2. Ср.: “Вчера вечером мне еще так было грустно на сердце, я так боялась, Господи! Что Ты не удостоишь нас, грешных, Твоей милости! А сегодня! Господи! Не только удостоил Св Твоих Таин, – но и позволил еще сложить бремя греховное, и научил, и наставил, как устроить жизнь как можно лучше, совсем обновить ее! Щедрый и милостивый Господи! И это Твоя милость, Господи, что пока я собиралась спросить, хорошо ли будет всякий день писать журн, Батюшка сам сказал мне, чтобы я писала, – чтобы явно показать мне, Господи, что это Твоя воля! Грешная и недостойная! Неужели и эти все милости и щедроты пройдут для меня даром!ˮ, “Сегодня несколько раз ловила себя в рассеянии, не сосредоточенно молилась, казалось, не понимала важности дела, к которому приступила! Потом в остальной день много празднословила!ˮ [12, л. 1, 2].
15 Письма 1830 г. к Ивану представляют собой что-то вроде тезисного варианта дневника, который по желанию автора мог бы быть развернут в полноценный дневник. Они “не продуманыˮ в том смысле, в каком хотел брат: чувствуется, что Киреевская специально не трудилась над текстом и написала “натуральноˮ, “простоˮ, “душевноˮ, “милоˮ, “по-Машкинскиˮ, “что пришло в голову и так, как пришлоˮ. Она свободно переходит от одного события или впечатления к другому, сохраняет легкость стиля, непосредственность обращений к адресату (“Дурачки мои…ˮ), интонации, близкие к разговорным. Вместе с тем, текст тщательно продуман автором в отношении авторефлексии, которая строго дозирована. Киреевская четко разграничивает жанры дневника, ведущегося для себя, и письма, адресованного другому, пусть и очень близкому человеку. Письма Марии к Ивану сдержанно-исповедальны. В них едва-едва визуализирована, скажем так, “душеизлияннаяˮ исповедальность и вовсе отсутствует покаянная, в отличие от дневника. Соотнося их с дневником, можно вслед за М. Михеевым поставить вопрос о “пред-текстеˮ и подвергнуть сомнению тезис исследователя о том, что письмо непременно выступает в качестве такового по отношению к дневнику [19, с. 85]. В случае Марии Киреевской видятся равно допустимыми три варианта: письмо – “пред-текстˮ дневника (в этом случае письмо трансформируется в дневник за счет наращения материала), дневник – “пред-текстˮ письма (обратный процесс: трансформация дневника в письмо за счет сжатия материала), либо они независимы друг от друга. Второй и третий варианты представляются более вероятными.

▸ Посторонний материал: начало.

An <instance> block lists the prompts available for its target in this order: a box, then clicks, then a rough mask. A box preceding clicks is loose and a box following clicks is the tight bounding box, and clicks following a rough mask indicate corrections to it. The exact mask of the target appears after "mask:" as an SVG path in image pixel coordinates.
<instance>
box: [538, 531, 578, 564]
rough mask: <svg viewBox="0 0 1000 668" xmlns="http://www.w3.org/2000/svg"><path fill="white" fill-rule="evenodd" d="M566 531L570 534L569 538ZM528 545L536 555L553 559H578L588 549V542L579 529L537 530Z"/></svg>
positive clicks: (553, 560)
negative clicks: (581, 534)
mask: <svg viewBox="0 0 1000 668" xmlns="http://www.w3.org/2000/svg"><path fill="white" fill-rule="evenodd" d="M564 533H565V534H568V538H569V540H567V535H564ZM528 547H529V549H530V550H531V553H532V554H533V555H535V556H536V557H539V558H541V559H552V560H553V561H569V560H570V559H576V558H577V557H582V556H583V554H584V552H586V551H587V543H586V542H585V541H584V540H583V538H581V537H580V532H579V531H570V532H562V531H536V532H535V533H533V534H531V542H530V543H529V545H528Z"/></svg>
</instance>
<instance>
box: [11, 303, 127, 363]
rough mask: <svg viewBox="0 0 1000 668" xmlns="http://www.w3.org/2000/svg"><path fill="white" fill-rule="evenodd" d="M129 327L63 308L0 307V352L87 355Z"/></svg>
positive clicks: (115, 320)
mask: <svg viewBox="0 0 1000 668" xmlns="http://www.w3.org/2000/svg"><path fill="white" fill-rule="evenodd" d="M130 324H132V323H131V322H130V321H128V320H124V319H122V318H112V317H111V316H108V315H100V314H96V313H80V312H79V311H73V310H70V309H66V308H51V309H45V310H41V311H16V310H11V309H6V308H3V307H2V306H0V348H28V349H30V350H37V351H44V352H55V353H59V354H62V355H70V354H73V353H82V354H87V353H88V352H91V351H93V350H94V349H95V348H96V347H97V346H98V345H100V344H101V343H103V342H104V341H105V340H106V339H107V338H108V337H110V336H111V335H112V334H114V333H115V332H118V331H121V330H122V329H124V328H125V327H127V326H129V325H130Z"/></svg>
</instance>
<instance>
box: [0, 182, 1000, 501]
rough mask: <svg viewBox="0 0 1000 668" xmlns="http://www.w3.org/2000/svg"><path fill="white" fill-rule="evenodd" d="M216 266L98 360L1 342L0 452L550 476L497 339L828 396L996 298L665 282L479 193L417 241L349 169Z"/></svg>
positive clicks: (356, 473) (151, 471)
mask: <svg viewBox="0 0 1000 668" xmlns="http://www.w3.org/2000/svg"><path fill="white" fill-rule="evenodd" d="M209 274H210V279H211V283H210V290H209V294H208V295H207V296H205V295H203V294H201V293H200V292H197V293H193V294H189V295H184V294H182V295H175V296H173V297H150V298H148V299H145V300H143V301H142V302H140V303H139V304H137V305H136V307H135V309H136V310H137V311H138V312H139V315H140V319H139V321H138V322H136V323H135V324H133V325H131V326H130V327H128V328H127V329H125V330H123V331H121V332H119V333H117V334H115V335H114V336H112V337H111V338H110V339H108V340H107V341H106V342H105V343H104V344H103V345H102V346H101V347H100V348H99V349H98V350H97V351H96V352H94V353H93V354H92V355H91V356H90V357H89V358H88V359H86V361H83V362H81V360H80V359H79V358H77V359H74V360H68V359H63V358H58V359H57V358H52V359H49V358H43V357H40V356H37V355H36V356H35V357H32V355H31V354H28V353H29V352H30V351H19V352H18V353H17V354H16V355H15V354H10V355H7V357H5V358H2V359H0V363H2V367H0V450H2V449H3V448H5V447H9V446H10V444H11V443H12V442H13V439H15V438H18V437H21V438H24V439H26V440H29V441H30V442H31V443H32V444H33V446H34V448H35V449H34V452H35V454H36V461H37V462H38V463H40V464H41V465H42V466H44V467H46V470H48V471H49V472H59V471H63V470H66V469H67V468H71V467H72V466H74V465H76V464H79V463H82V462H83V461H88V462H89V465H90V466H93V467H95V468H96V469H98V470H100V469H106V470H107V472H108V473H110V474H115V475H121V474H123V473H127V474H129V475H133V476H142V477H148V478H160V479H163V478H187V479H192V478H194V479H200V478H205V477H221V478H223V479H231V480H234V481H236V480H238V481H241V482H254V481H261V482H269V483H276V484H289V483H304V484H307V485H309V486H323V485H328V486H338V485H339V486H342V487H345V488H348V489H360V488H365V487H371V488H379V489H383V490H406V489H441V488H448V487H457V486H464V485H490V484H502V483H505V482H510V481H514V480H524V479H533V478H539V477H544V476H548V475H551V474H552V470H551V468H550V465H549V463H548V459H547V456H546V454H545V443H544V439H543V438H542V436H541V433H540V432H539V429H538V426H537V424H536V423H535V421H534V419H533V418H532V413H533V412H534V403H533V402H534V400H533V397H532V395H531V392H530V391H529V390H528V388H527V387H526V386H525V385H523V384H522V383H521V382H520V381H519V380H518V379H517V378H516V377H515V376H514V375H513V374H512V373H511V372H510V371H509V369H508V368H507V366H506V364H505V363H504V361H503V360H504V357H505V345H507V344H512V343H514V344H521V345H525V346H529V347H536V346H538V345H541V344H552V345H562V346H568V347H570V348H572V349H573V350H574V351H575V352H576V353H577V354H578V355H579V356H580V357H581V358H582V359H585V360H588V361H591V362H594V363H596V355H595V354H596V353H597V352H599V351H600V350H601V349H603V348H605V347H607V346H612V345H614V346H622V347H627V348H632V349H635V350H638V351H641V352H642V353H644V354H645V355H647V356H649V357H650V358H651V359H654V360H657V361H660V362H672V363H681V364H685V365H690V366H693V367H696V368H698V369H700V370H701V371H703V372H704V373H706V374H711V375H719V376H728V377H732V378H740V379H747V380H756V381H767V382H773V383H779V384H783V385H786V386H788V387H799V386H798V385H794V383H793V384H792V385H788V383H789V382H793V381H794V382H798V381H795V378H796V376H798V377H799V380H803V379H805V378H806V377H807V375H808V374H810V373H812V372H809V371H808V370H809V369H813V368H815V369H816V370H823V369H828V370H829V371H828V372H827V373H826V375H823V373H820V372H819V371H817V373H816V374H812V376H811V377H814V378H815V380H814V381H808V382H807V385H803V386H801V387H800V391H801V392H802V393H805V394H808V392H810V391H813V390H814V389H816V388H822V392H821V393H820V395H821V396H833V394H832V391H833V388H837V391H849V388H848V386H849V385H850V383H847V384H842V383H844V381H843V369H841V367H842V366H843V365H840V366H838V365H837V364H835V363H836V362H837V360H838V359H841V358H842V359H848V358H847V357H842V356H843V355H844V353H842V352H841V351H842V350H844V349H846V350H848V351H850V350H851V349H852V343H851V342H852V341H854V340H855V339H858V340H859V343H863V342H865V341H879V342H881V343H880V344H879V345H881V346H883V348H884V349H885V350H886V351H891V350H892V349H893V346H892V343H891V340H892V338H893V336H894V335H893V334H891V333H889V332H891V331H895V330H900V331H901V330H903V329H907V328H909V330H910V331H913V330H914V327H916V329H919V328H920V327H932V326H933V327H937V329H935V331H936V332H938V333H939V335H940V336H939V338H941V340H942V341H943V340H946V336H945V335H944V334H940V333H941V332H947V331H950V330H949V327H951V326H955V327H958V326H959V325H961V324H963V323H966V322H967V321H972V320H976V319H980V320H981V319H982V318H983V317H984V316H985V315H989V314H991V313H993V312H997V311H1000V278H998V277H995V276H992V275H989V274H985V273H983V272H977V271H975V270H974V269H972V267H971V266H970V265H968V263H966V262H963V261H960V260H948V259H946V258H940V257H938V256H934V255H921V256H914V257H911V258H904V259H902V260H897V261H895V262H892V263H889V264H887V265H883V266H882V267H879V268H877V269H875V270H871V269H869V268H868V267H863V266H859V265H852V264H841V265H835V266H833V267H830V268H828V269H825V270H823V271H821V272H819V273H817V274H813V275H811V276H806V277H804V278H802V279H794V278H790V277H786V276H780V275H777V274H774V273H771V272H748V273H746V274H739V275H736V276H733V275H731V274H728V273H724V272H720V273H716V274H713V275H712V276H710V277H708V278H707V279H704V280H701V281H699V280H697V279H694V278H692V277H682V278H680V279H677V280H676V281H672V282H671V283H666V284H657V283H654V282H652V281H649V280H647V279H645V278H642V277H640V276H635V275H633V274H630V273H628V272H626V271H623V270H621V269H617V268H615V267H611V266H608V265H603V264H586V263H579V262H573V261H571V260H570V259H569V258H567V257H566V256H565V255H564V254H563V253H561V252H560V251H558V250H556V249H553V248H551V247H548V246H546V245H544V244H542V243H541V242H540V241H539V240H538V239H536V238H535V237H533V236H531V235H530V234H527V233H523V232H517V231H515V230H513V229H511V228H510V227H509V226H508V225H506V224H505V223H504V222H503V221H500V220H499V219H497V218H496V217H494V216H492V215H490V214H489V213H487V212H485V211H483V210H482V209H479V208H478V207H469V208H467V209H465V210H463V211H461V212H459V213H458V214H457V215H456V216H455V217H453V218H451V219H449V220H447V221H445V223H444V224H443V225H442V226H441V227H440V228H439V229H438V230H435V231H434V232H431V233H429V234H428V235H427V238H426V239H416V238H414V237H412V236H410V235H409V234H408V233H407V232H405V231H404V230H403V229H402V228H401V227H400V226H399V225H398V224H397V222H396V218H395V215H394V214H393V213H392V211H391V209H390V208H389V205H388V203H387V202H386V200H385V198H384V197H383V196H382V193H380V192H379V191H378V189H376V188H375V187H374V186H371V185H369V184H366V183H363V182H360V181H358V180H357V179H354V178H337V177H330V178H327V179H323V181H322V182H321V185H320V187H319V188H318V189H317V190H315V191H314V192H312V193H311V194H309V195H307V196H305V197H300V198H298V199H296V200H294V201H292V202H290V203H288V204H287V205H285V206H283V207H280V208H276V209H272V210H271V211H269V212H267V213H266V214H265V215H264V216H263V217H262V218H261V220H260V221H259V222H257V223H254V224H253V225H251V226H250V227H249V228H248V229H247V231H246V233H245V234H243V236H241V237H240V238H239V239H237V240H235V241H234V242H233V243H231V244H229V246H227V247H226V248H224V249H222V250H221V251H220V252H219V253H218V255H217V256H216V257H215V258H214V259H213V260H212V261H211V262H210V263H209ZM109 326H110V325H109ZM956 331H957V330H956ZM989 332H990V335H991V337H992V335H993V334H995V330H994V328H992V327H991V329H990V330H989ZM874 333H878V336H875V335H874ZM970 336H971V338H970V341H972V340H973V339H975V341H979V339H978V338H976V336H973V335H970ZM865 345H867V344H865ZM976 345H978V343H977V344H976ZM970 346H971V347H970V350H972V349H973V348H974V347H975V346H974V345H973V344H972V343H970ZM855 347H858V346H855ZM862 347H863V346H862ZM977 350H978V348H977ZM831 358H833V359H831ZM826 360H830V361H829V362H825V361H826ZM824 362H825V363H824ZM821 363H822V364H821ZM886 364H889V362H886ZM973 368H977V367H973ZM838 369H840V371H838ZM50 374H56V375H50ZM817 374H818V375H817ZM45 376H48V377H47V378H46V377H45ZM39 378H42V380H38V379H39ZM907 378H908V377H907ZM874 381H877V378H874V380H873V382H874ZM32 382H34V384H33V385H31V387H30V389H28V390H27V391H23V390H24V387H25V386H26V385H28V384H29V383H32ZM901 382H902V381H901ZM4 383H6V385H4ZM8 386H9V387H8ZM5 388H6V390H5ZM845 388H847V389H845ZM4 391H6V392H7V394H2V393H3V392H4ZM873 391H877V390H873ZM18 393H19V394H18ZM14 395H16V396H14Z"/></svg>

16 От писем Ивана к Марии, каковых сохранилось, к сожалению, всего три, естественно ожидать, что они написаны в соответствии с “проповеданнымиˮ им ей принципам. И действительно, в них налицо свободная манера общения, определяемая братско-сестринскими отношениями, – манера, соединяющая шутливо-дружеский и доверительно-ласковый тон. Этот синтез выразился в обращениях прескрипта (“Толстая Хозяйка!ˮ [1, с. 260], “Милая Сеструшка!ˮ [1, с. 279], “Дружочек Маша!ˮ [1, с. 318]) и в семантеме. Клаузула утверждает преобладающую доверительно-ласковую тональность (“Твой брат Иванˮ [1, с. 279], “Прощай, обнимаю тебя!ˮ [1, с. 280], “Обнимаю тебя от всего сердца. Твой Иванˮ [1, с. 321]), которая и в целом во всех письмах выступает в роли ведущей, придавая им столь важный для автора исповедальный характер. Он особенно отличает последнее письмо, от , написанное к дню рождения сестры. Вообще, от послания к посланию исповедальность текстов Киреевского нарастает. Первое из них – вышерассмотренное письмо-“проповедьˮ. Во втором Киреевский, благодарный сестре за выполнение его просьбы, старательно отвечает на полученное от нее письмо, уделяя внимание всем тем частностям ее внешней, общесемейной и внутренней жизни, которые она изложила. Отвечая, он как брат и друг переживает их вместе с ней, в свою очередь приоткрывает ей душу, в какой-то степени “взаимно исповедуетсяˮ, что и предлагал в первом письме; но одновременно – и по большей части – принимает ее исповедь, судит о ее состояниях, стремлениях и т.п. и осторожно направляет, дает советы, вступая в роль, близкую к роли духовного отца (ср.: “Я очень рад, что ты видаешься с Похвисневой. Она одна из тех немногих девушек, которые живут, не играя роли, и уже поэтому она к тебе ближе других. . Особенно грустно бывает мне, когда я подумаю о том, как тебе иногда должно быть скучно и пусто. Ради Бога только не думай прогнать этой скуки с Гринами и им подобными. Старайся во всех отношениях, во всех мыслях, во всех чувствах быть ближе к Маминьке. В ней найдешь все, что питает душу, и теперь ты уже можешь быть в полном смысле слова ей другомˮ [1, с. 280]). Очевидно, положение старшего брата, по его мысли, давало ему такие права и даже возлагало на него обязанность “вестиˮ сестру и нести ответственность за нее, особенно в свете того, что родной отец их умер.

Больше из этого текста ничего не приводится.